But on Saturday night he’ll be doing something that he’s never done before.
He’ll be stepping into the ring as a professional.
Moore, a 2007 Logan High School graduate and former two-time Coal Area Toughman champion at Logan, is scheduled to make his professional debut on Saturday night with a four-round men’s light heavyweight bout against Ryan Britton at the Logan Toughman.
The bout is the Toughman’s main event this year.
Moore won his Toughman titles in 2006 and 2007.
Then after fighting at the Toughman World Championships in Mississippi, Moore made his return to the Logan Toughman in 2009 in the heavyweight class.
Moore ending up losing a three-round decision to eventual champion Matt Garretson of Charleston.
Bell time is scheduled for 7:30 p.m. on Saturday night.
The Toughman event got under way on Thursday night with preliminary round bouts and takes tonight off.
Moore said he’s excited about making his pro debut in his hometown.
“Absolutely. We’re pretty much in my backyard here at the fieldhouse,” Moore said at ringside on Thursday night while watching some of the bouts. “I won my first title here in 2006 and came back in 2007 and defended my title. It’s showtime. I’m in the pros now and I’m ready to go. I’m in shape and I’m ready to go.”
Britton, a former two-time Toughman champion at Parkersburg, enters the bout with a 2-0-1 professional record.
Moore is being trained by another former Logan Toughman champion in Chapmanville native Daniel Hensley.
Hensley, a former pro boxer himself, closed out his professional career with a perfect 9-0 record.
Moore, who was a standout baseball and football player at Logan High School, comes from a boxing family.
His brother Jason McCloud, won the Logan Toughman championships in 1999 and 2004.
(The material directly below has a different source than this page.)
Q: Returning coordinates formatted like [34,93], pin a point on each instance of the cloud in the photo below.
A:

Moore’s manager is Dr. Chase Hill, a local chiropractor, who also runs a fitness center in Madison.
“I think that’s really helped Jordan out, too, because they have all of the state-of-the-art equipment,” Toughman promoter Jerry Thomas said about Moore’s training.
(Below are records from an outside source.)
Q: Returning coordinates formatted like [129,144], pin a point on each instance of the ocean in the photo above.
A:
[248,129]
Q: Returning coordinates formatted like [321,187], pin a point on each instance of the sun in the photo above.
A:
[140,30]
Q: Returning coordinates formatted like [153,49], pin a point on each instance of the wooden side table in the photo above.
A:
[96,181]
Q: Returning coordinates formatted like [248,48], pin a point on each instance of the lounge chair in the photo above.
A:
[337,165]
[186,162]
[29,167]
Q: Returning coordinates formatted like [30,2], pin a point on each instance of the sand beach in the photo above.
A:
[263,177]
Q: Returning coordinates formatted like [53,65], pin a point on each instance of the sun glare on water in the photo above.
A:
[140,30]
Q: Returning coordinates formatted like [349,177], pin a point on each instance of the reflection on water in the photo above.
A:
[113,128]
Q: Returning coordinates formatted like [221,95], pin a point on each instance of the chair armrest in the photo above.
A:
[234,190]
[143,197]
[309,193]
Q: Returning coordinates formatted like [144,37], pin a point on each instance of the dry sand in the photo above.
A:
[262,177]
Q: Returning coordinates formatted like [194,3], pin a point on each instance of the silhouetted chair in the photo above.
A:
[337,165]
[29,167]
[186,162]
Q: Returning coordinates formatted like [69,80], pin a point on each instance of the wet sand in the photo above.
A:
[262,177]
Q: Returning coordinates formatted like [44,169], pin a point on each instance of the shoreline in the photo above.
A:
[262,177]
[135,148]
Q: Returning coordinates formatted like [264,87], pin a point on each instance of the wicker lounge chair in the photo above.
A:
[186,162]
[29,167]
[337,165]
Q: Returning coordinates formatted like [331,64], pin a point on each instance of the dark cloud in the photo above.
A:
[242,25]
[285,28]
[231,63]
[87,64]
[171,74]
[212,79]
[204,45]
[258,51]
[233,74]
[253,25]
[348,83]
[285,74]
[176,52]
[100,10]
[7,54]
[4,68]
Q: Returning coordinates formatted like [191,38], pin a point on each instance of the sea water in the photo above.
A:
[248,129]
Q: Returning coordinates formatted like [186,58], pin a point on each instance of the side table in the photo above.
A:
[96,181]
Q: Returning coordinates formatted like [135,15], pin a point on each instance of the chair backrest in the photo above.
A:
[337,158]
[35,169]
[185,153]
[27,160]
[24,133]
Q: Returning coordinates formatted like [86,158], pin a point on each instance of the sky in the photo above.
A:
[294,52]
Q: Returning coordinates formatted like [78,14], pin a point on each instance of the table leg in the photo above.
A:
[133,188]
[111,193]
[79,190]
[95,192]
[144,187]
“Training has been tough,” Moore added. “You have to accept that and train hard. It’s three-minute rounds now and it’s going to be tougher. It’s no longer one-minute rounds, it’s three-minute rounds. My camp and I are ready to go. I hope that I can fight like I am capable of fighting. That’s me. I’m a boxer and that’s what I do for a living. We’re going to put it all on the line on Saturday night.”
Moore said he’s trained with a lot of people.
“I’ve been with just about everybody,” he said. “Daniel Hensley, Jason Pettiway, Terrence Kelly, Scott Kuhn, Chase Hill I’ve worked with. Carlos Turner has been with me since I was 7 years old. Noah Kirk has also helped me train. They have all helped throw everything into the mix.
“They have all helped me out and I hope that it shows when I get into the ring.”
Moore said Britton will be a tough opponent.
“I know that he’s tough,” he said. “He’s won two matches as a professional and is a former two-time Toughman champion. I don’t think that he’s fought in a while but he’s got experience and he’s going to be a good opponent. I’m sure that he’s going to be ready to go.”
Moore has ironically trained some with Garretson, the only boxer to defeat him on the Toughman stage at Logan.
“We’ve trained together in the same facility. Matt’s a great guy, you can’t beat him,” Moore said. “He’s definitely somebody that I like to surround myself in training. He’s got a great attitude. He’s a bad cat. He’s an MMA fighter now and I wish him the best.”
Moore was in the corner of Madison welterweight Zack Kuhn on Thursday night during the first night of the Toughman.
Kuhn ended up winning a four-round pro fight over Dan Crabtree of Columbus, Ohio, in a decision.
This year marks the 24th time the Toughman has rolled into Logan.
Thomas said the event is always big.
“We do a lot of advertising and we have a two-hour TV highlight show which runs the second and fourth Sundays each month on Sudden Link Cable,” Thomas said. “People get to see the Toughman there on TV and we’ve been doing that for four years. I think that’s helped a lot. We’ve been around awhile, too. This is our 33rd year in West Virginia. The season runs from November through April and we just finished our first event of the season last week at Lewisburg. I think that was the best event we had there, too.
“We had two pro bouts in that event last weekend. The second night we made Greenbrier County history in that we held the first West Virginia heavyweight title fight in that county’s history at the state fairgrounds when Bobby Thomas Jr., no relation to me, was on the card and won with a seventh-round TKO in a scheduled 10-round fight. He was 10-1 and his opponent was 8-0. It was a heck of a fight.”